Victor Duchovni wrote:
On Mon, Apr 11, 2011 at 12:43:38PM -0400, Randy Ramsdell wrote:

Victor Duchovni wrote:
On Mon, Apr 11, 2011 at 11:49:00AM -0400, Randy Ramsdell wrote:
Okay every single man page, and there are MANY, is also causing an error. This are all related to opensuse's postfix-docs rpm which does not create sym links to the gzipped page.
If they change the names of the installed files, they MUST change the
contents of the "postfix-files" included with the package. Failure to
do so is a broken package, complain loudly to the package maintainers.
Correction: The man pages are from the postfix rpm.

They did not change the man page names. It is common to use $manpage.1.gz.
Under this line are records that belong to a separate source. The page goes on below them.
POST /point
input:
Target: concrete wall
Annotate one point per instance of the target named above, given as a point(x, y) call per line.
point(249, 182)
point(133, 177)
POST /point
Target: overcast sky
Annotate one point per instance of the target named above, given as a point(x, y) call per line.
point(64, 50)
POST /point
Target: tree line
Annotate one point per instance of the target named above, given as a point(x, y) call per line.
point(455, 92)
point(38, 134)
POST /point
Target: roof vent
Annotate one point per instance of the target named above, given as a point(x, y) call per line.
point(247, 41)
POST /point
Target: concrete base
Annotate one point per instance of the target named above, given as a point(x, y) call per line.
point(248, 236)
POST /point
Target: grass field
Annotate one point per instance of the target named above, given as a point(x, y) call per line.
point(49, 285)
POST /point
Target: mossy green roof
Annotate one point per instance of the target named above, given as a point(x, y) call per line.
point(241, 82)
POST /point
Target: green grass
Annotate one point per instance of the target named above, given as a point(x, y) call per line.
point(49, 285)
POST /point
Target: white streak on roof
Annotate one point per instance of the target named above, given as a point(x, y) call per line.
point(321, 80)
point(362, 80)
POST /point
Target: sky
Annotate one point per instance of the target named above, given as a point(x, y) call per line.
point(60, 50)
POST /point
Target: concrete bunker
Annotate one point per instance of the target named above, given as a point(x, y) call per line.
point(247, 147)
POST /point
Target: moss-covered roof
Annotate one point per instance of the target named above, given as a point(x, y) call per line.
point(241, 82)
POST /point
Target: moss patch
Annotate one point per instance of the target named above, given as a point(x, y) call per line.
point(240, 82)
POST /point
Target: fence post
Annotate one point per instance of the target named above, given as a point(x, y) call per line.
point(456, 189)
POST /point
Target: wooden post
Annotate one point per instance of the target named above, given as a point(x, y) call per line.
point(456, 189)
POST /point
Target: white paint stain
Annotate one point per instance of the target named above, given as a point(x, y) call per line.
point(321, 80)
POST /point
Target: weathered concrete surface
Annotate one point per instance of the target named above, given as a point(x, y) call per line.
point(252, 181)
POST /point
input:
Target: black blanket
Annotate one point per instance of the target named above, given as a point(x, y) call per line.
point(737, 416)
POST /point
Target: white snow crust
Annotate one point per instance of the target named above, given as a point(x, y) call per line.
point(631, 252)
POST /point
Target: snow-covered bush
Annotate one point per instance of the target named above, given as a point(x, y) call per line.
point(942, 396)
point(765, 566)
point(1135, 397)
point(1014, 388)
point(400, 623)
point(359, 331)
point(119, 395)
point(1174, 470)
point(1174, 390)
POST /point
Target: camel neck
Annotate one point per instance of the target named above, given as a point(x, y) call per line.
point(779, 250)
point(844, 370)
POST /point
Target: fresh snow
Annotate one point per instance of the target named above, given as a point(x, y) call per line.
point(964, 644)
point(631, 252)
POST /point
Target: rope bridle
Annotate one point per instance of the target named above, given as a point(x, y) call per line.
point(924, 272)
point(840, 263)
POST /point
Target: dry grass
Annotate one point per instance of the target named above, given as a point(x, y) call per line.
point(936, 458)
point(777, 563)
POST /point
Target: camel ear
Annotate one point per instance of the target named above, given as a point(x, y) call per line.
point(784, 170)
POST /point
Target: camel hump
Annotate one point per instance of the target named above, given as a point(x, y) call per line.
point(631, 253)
Yes, but if they ship manpage.gz files, then the "postfix-files" file
MUST list those and not files they don't ship. If you change the list
of delivered files, change the package manifest. It does not get much
easier...


What is the "postfix-files" that list say postmap.1 vs. postmap.1.gz? Are you conveying that the postfix set-permissions uses some file that lists what man pages to look for?

They simply compress the man page. I had to create links like postmap.1 ---> postmap.1.gz. Every manpage for every piece of software is in the for $manpage.1.gz. Agreed that the package maintainer could have created these links.

Or updated "postfix-files", if the links are not needed for the "man"
command to work.

Of course the link is not needed.


Your binary package is borked, don't use it.
Given it is an Opensuse problem, I still don't see why the postfix set-permissions cannot, use postmap.1* vs postmap.1 .

That would be wrong. The manifest is supposed to be correct. Changing
the permissions of some random file is a really bad idea.


What manifest are you referring to? Is this an official file that I should look into or something you reference simply as a reference? I agree that the exact name is preferable, but postmap.1 vs. postmap.1.gz ? In fact every manpage on this server is of the form $manpage.$number.gz and strace shows "man" loading zlib libraries. So it is a builtin.